Дунаев спал, и во сне становилось ему все жарче, духота сгущалась, он метался и пытался поймать ртом и руками ускользающий сквознячок, и эфемерное холодное и живое тело этого сквознячка играло с ним, извивалось, отбегало куда-то, и возвращалось, и с девичьим смешком било по губам, и уже ему казалось, что это она, и парторг изумленно шептал: «Мария… Зачем?», уже не понимая, к кому обращается – к Синей или к Машеньке. Но сквознячок таял, теплел, и все реже вспыхивали в нем синие сверкающие глаза, все реже проскакивал в нем снежный запах и запах замерзающих яблок. Яблоки на снегу. Медленно замерзают. Ты их согрей слезами. Я уже не могу. Не могу.
Дунаев за время войны научился щедрости: он больше не подсчитывал время, отданное сну.
Проснулся он от жары, которая стала невыносимой.
– Мы в Ташкенте, – сухо сказал Бессмертный. И вышел из поезда.
За ним последовали Дунаев и трое «свирепых интеллигентов» – все сильно осоловевшие от поездного беспутства. Поручика с ними не было. Генеральские униформы исчезли, теперь они были одеты в свое: скромное, мятое.

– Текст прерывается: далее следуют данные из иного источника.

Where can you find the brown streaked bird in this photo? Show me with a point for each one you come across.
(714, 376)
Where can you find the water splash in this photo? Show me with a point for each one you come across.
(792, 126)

Парторг и раньше бывал в Ташкенте, поэтому вид вокзала и города ничем не удивил его. Зима и война не ощущались здесь, разве что везде стояли патрули и проверяли документы, поэтому члены диверсионной группы, по знаку Бессмертного, сделались невидимыми. Так и пошли по городу. Собирались случиться душные сумерки. На одной из сонных улочек, вдоль которой тянулись белые глинобитные стены, Бессмертный постучал в калитку. Открыл обычного вида восточный человек в тюбетейке и молча с вежливой восточной улыбкой и поклонами проводил их сквозь сад в квадратный внутренний дворик.